Siyasal İslamcı 10 terör örgütü!
Bugün, insanlığın da İslam’ın da en büyük belası siyasal İslamcı ve mezhepçi kanlı ve vahşi terör örgütleridir.
Kuşkusuz ki, inanç ve ibadet özgürlüğü herkes için en temel ve doğal bir haktır.
Ancak kendi saplantılı ideolojilerini inanç ve/veya mezhep maskesiyle dayatan bir anlayış asla kabul edilemez. Çünkü İslam bir barış ve akıl dinidir.

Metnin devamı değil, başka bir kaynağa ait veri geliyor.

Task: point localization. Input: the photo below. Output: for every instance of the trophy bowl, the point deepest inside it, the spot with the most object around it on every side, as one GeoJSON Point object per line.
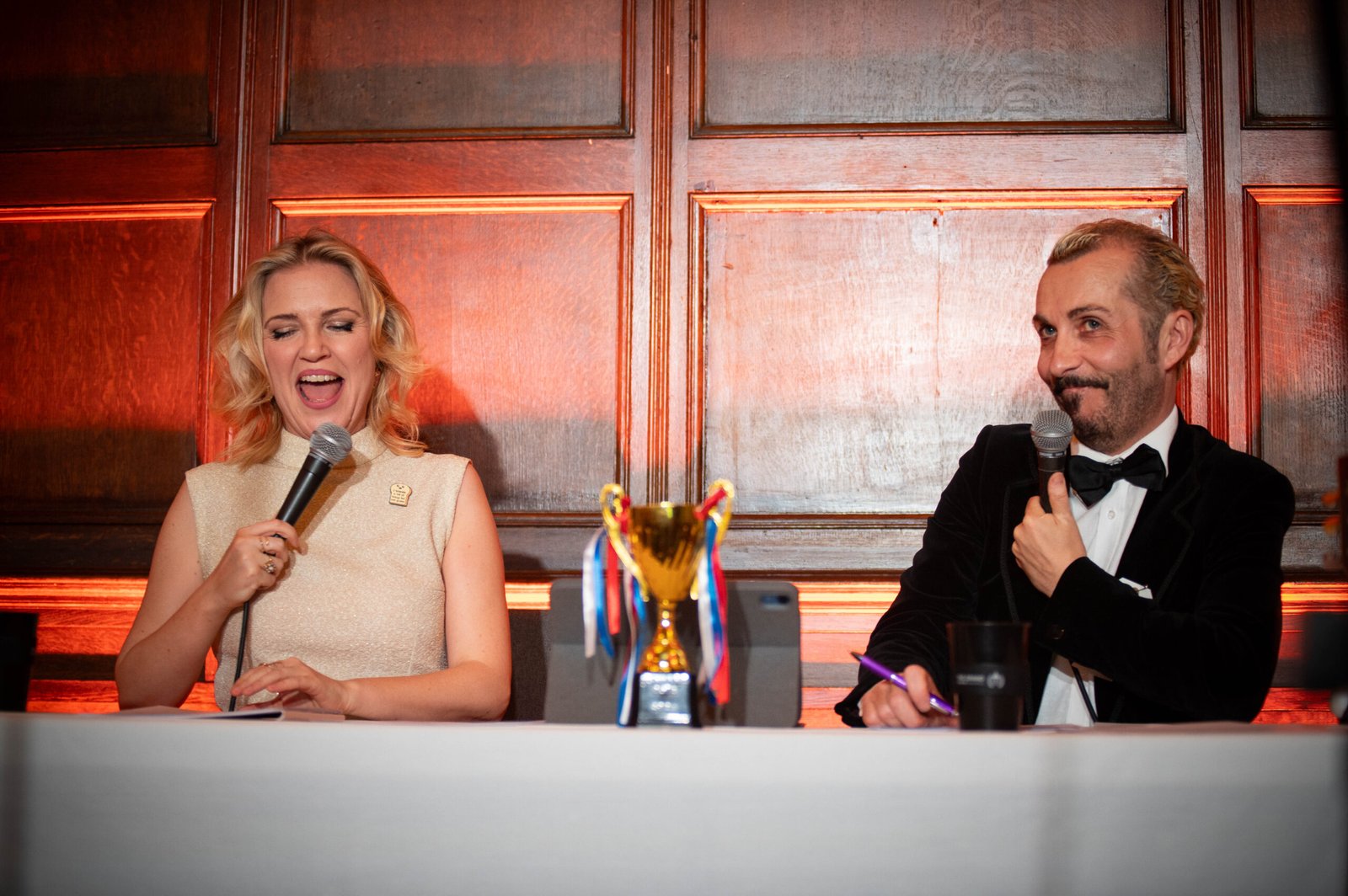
{"type": "Point", "coordinates": [662, 547]}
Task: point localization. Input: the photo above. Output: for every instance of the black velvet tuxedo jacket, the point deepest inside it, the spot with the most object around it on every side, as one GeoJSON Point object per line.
{"type": "Point", "coordinates": [1208, 545]}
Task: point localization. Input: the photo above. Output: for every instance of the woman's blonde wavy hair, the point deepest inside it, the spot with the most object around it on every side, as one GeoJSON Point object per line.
{"type": "Point", "coordinates": [243, 392]}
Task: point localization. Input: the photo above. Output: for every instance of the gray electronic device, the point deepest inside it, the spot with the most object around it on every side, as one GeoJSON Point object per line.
{"type": "Point", "coordinates": [765, 635]}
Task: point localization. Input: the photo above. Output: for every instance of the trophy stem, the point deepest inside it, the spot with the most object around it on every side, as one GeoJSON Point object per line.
{"type": "Point", "coordinates": [665, 653]}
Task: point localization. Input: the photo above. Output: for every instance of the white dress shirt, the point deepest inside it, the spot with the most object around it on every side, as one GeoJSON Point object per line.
{"type": "Point", "coordinates": [1105, 527]}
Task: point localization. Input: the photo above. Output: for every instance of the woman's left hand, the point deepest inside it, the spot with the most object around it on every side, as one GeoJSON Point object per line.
{"type": "Point", "coordinates": [296, 686]}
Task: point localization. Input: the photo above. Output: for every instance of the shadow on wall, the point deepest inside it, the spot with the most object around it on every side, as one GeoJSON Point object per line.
{"type": "Point", "coordinates": [451, 426]}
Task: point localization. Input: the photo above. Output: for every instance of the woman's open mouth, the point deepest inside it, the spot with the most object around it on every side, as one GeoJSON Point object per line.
{"type": "Point", "coordinates": [318, 390]}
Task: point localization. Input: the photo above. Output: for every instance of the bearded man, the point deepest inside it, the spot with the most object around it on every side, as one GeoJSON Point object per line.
{"type": "Point", "coordinates": [1154, 599]}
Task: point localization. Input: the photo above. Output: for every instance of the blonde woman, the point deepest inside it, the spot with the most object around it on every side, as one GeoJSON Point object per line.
{"type": "Point", "coordinates": [388, 597]}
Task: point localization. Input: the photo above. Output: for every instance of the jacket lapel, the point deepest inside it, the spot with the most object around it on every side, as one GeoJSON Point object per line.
{"type": "Point", "coordinates": [1163, 534]}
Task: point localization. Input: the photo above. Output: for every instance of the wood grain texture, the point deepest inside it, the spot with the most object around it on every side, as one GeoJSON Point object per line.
{"type": "Point", "coordinates": [100, 356]}
{"type": "Point", "coordinates": [521, 307]}
{"type": "Point", "coordinates": [473, 67]}
{"type": "Point", "coordinates": [1282, 65]}
{"type": "Point", "coordinates": [108, 73]}
{"type": "Point", "coordinates": [855, 347]}
{"type": "Point", "coordinates": [869, 65]}
{"type": "Point", "coordinates": [1300, 336]}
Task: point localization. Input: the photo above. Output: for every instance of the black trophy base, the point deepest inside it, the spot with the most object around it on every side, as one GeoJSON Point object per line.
{"type": "Point", "coordinates": [666, 698]}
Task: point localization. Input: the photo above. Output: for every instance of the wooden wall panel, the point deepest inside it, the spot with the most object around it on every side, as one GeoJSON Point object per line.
{"type": "Point", "coordinates": [856, 344]}
{"type": "Point", "coordinates": [101, 354]}
{"type": "Point", "coordinates": [858, 65]}
{"type": "Point", "coordinates": [1282, 65]}
{"type": "Point", "coordinates": [108, 73]}
{"type": "Point", "coordinates": [1300, 337]}
{"type": "Point", "coordinates": [522, 307]}
{"type": "Point", "coordinates": [424, 69]}
{"type": "Point", "coordinates": [100, 379]}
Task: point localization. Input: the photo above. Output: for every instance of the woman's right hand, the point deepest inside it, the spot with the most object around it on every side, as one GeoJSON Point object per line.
{"type": "Point", "coordinates": [254, 563]}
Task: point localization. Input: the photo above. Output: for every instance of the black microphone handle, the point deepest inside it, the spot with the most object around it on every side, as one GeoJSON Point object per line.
{"type": "Point", "coordinates": [310, 477]}
{"type": "Point", "coordinates": [312, 473]}
{"type": "Point", "coordinates": [1051, 462]}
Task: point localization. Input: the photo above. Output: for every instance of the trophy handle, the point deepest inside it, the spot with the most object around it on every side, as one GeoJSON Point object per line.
{"type": "Point", "coordinates": [723, 519]}
{"type": "Point", "coordinates": [611, 503]}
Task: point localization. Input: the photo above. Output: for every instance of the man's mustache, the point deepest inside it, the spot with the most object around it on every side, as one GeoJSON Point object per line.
{"type": "Point", "coordinates": [1064, 383]}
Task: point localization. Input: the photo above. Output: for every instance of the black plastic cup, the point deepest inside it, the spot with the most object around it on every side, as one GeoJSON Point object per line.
{"type": "Point", "coordinates": [990, 673]}
{"type": "Point", "coordinates": [18, 646]}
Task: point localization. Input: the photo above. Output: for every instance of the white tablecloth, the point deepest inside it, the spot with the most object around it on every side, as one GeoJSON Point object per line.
{"type": "Point", "coordinates": [118, 805]}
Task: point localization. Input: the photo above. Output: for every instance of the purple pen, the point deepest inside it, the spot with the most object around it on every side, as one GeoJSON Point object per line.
{"type": "Point", "coordinates": [898, 680]}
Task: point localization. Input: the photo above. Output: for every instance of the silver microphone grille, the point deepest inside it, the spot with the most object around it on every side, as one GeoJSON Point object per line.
{"type": "Point", "coordinates": [330, 444]}
{"type": "Point", "coordinates": [1051, 430]}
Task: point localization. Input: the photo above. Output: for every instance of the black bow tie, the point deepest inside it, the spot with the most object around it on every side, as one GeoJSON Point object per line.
{"type": "Point", "coordinates": [1092, 480]}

Her türden mezhepçilik, ister Şiicilik, ister Sünnicilik olsun Ortaçağ zihniyeti ve dincilik maskesiyle, bağnazlık ve yobazlık demektir ve reddedilmelidir, karşı çıkılmalıdır.
Son yıllarda dünyanın, insanlığın ve İslam’ın başına bela olan, kanlı ve vahşi terör eylemleriyle masum insanları katleden, dünyada İslamofobinin artarak yayılmasının başlıca sebebi olan, -emperyalizmin maşası- Vahhabi-Sünnici-siyasal İslamcı terör örgütlerine karşı, bugün dünyada ortak mücadele anlayışı ve cephesi oluşturulmaktadır.
Türkiye’yi de hedef alan, sözde dinci, radikal ve bağnaz yobaz çetelerden başlıcaları ve çıktıkları, yuvalandıkları ve/veya barındıkları ülkeler aşağıdaki gibi;
1-El-Kaide (S. Arabistan+Afganistan)
2-Taliban (Afganistan)
3-Eş-Sebab (Somali)
4-Boko Haram (Nijerya)
5-IŞİD (Irak ve Suriye)
6-El-Nusra (Suriye)
7-İhvan (Mısır-Katar)
8-Hamas (Filistin-Katar)
9-Maute (Filipinler)
10-FETÖ (Türkiye)
Elbette siyasal İslamcı terör örgütlerinin sayısı bunlarla sınırlı değil ama en azılı, vahşi, büyük ve yaygın terör saldırılarının failleri bu 10 örgüttür.
Ortak özellikleri, tamamının Muaviye Sünnicisi yani mezhepçisi, Vahhabi Emevi zihniyetli tekfirci, cihatçı ve radikal militanlardan oluşmasıdır.
Şii Haşdi Şabi benzeri siyasal İslamcı örgütlerin eylemleri daha ziyade yerel mezhep savaşlarıyla kendilerini göstermekte olup, dünya çapında Paris’ten, İstanbul Reina’ya, Londra’dan Tahran’a kadar yaygın terör eylemi yapan örgütlerin, neredeyse tamamı rahmetli Prof. Dr. Yaşar Nuri Öztürk’ün tanımlamasıyla "Sünnici-Muaviye Mezhepçisi” siyasal İslamcı yukarıda sıraladığımız çetelerdir.
Ancak, bu acımasız ve alçakça vahşi katliamları dünya çapında yapan, tekfirci-cihatçı ve mezhepçi örgütlerin barındığı, saklandığı, faaliyet gösterdiği içinden çıktığı Vahhabi Arap ülkeleri bugün birbirlerine girdiler.
Bunların, çıkarları - hırsları mevzubahis olunca gözlerinin ”ümmeti” görmediğini, “ümmetin” birbirine hem de mübarek Ramazan ayında nasıl girdiğini ise, ibretle gördük, görüyoruz. Bunların dinciliğinin de, ümmetçiliğinin de samimiyetsiz ve sahte olduğu aşikâr.
Kimi İhvancıları himaye ediyor, kimi Hamasçıları, kimi Şii düşmanlığı yapıyor, kimi de Sünni düşmanlığı!
Halbuki, çağdaş demokratik hukuk devletleri bugün “laiklik” ilkesine, hangi din veya mezhepten olurlarsa olsunlar sarılmak zorundadırlar.
Aksi, Ortaçağın bataklığında, aynı dinin mensuplarının hatta aynı mezhebe mensup kişilerin bugün olduğu gibi birbirini katlettiği, kanlı-rezil ve kaotik bir çıkmaz yola sürükler İslam dünyasını.
Kıssadan hisse; siyasal İslamcılık, Halifecilik, Yeni Osmancılık ve de Ümmetçilik nafile işlerdir. Kimseye hayrı olmaz.